The Trump Administration has, it appears, now taken this approach one step further.
Instead of wasting time trying to create the fiction of negotiations between an ideologically intransigent Israeli government and a weakened and dysfunctional Palestinian Authority, the Trump team promised to do the work themselves by putting together “the deal of the century”.
We have been waiting for this “deal” for almost two years and have been told, at regular intervals, that it would be coming “in a matter of weeks or months”.
As I see it, the Kushner, Greenblatt, Friedman team may have found a way to create the illusion of a deal to compensate for the absence of a deal.
During the past two years, in order to keep the suspense growing, there have been leaks from “official” (Arab, Israeli and American) sources.
These have, each in turn, been coyly denied by the Trump team with the cautionary note that their effort remained a work in progress and would only be revealed when the time was right.
Since most of the leaks have suggested proposals that were wholly unacceptable to the Palestinians, the Trump team has accompanied denials with warnings that the Palestinians should not reject the “deal” until they see it.
I have come to see this as nothing more than a cynical ploy to buy time.
What if there is no deal of the century? What if this entire enterprise is, as I suggested, merely “creating an illusion of a deal” to keep the Palestinians quiet and hold the Arab world at bay.
During this two-year period, while the “deal” was supposedly being concocted the Trump Administration and the Netanyahu government have been busy taking steps that make clear their intentions towards the Palestinians.
Trump has, in his words, taken “Jerusalem off the table” – recognising it as the capital of Israel.
By closing the US Consulate and denying US assistance to Palestinian institutions in East Jerusalem, he has placed this captive Palestinian community wholly under Israeli control.
Similarly, the Trump Administration has attempted to take the issue of Palestinian refugees “off the table” by suspending all aid to the UNRWA and refusing to consider descendants of those forced into exile in 1948 to be refugees.

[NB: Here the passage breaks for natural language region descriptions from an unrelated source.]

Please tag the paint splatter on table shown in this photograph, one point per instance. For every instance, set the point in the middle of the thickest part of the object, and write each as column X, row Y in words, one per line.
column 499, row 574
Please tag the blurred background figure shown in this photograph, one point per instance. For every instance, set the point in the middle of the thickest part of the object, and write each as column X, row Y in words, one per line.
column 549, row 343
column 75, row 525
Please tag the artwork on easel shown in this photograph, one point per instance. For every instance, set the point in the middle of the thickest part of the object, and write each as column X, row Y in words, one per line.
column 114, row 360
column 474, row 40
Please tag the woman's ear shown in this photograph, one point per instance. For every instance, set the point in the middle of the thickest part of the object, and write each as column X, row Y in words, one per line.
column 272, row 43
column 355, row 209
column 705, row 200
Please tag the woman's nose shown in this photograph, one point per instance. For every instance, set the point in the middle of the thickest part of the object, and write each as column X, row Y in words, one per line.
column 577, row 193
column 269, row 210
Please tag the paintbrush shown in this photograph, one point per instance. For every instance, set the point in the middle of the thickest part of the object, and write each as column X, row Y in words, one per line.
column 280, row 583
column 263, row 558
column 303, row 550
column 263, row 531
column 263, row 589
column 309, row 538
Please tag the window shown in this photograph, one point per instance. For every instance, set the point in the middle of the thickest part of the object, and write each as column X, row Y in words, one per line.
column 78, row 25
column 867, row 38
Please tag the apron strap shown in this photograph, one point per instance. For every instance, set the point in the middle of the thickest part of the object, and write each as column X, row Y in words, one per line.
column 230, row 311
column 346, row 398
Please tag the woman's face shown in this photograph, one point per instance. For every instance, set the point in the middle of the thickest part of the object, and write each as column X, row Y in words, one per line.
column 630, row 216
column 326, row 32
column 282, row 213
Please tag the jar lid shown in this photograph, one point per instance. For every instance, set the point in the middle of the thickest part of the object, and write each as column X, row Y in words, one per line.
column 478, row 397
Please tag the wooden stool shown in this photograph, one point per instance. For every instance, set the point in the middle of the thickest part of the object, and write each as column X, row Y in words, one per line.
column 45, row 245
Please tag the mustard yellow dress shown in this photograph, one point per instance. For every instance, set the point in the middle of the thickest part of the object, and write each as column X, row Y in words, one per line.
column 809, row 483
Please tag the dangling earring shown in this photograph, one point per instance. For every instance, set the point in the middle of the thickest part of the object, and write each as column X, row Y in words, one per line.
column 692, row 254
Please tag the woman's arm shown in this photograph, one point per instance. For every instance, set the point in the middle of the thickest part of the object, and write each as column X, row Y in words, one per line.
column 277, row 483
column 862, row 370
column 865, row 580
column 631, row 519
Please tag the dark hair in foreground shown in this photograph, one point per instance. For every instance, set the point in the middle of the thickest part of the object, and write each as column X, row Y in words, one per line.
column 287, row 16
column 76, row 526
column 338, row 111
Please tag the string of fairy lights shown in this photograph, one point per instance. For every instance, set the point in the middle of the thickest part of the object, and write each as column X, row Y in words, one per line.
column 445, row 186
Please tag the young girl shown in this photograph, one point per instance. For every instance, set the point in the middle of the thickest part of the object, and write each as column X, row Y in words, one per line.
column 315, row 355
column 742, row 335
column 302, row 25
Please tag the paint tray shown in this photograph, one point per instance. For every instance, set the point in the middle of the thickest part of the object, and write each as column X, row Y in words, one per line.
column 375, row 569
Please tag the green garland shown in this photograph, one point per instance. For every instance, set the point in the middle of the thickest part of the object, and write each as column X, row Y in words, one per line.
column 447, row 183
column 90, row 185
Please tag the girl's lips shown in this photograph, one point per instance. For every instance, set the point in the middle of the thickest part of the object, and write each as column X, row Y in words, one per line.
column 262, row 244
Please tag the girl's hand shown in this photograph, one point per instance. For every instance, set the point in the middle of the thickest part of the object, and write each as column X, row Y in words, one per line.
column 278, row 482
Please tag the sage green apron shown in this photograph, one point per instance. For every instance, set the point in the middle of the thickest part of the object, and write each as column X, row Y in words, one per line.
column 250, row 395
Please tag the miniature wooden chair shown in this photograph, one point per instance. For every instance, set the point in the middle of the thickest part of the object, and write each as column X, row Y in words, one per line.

Yet by its silence, the Trump Administration has accepted Israeli unilateral actions that have predetermined the future of Palestinian lands and rights.
Israeli settlements have expanded, illegal outposts have been legitimated and Israeli demolitions of Palestinian homes and exploitation of Palestinian resources and lands have accelerated at an alarming rate.
Add to this the Administration’s suspension of all Palestinian aid; acceptance of Israel’s “Jewish Nation State Law”; failure to criticise Israel’s refusal to reimburse Palestinian VAT revenues; support for Israeli acts that have crippled the PA and fostered divisions between Palestinians in the West Bank and Gaza; protecting Israel from the International Criminal Court; and efforts to criminalise support for BDS – all of which have furthered Palestinian powerlessness and Israel’s sense of impunity.
Even if there is a “deal of the century” (and I’m still agnostic on that question) we can be certain it won’t end occupation of the lands seized in the 1967 war; create true Palestinian sovereignty and control over their land and resources; give Palestinians the opportunity to freely and independently conduct commerce with the outside world; recognise the rights of Palestinian refugees; or do anything to reunite the areas now called “East Jerusalem” to Palestinian control.